Ubah cara bertanya. Hindari pertanyaan administratif yang membosankan. Gali butiran kisah mereka lewat tiga dimensi untuk menghidupkan karakter:
-
Di Masa Sulit: Bagaimana sifat jangkar almarhum menyelamatkan atau menenangkan keluarga ketika badai ekonomi atau ujian hidup datang?
-
Di Mata Orang Lain: Bagaimana orang asing atau sahabat merasakan dampak dari kebaikan atau keteguhan hati beliau?
-
Di Ranah Keseharian: Apa ritual harian atau kebiasaan kecil almarhum yang paling Anda rindukan? (Misalnya: caranya menyeduh kopi di pagi hari, aroma khasnya, masakan andalannya, atau nasihat sederhana yang selalu diulang) .

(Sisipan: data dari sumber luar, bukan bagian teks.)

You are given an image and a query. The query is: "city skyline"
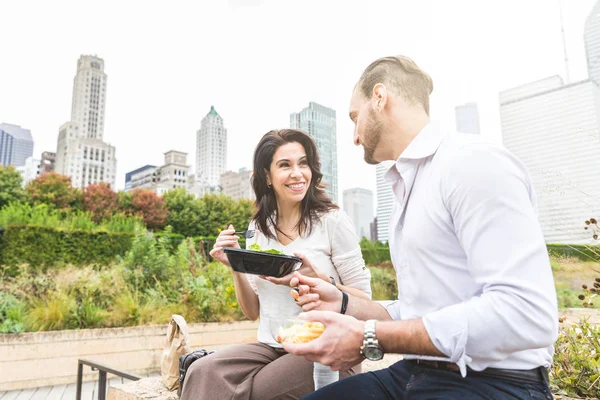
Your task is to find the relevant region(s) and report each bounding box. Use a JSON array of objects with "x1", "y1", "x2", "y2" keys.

4. Jangan Takut pada “Sisi Abu-Abu”
Sebuah Buku Kenangan yang indah bukan berarti harus menggambarkan sosok yang sempurna tanpa cela bak malaikat turun dari langit. Manusia yang terlalu sempurna justru akan terasa palsu, datar, dan berjarak dari pembaca.
Jangan takut jika sifat menonjol almarhum memiliki “sisi abu-abu”. Sifat tegas kerap berbatasan dengan kaku; sifat perfeksionis berbatasan dengan sulit puas; atau sifat dermawan kadang berbatasan dengan mengabaikan dompet sendiri. Memasukkan sedikit celah kemanusiaan ini tidak akan mengurangi kehormatan mereka. Sebaliknya, hal ini justru membuat biografi terasa sangat jujur, autentik, manusiawi, dan merasuk ke dalam hati pembaca.

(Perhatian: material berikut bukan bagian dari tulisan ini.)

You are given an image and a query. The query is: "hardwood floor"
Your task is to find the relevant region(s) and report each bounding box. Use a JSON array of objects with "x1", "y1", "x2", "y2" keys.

5. Kurasi Visual yang Hangat
Kekuatan biografi orang tua yang telah tiada akan berlipat ganda jika didukung oleh memori visual yang kuat. Bongkar celengan foto jadul keluarga. Sisipkan foto masa muda mereka, foto pernikahan yang mulai menguning, hingga momen-momen hangat di sela-sela bab. Sentuhan kurasi visual ini akan membuat buku kenangan tersebut menjadi warisan emosional yang luar biasa indah bagi anak cucu kelak.
Sebuah Catatan Penutup
Menulis biografi tokoh besar mungkin memberikan kepuasan profesional yang luar biasa. Namun, membukukan kisah hidup orang tua yang telah memberikan kita kehidupan—meski mereka sudah tiada—adalah pencapaian spiritual tertinggi bagi seorang anak penulis.
Melalui untaian kata, Anda sedang memvalidasi seluruh air mata, perjuangan, dan kasih sayang yang pernah mereka investasikan semasa hidup. Anda sedang berbisik kepada sejarah: “Kami melihat perjuanganmu, kami mengingatnya, dan kami mengabadikannya.”
Jadi, buka kembali laptop Anda, biarkan kursor itu bergerak, dan mulailah merangkai lembaran rindu itu menjadi abadi. Selamat menulis!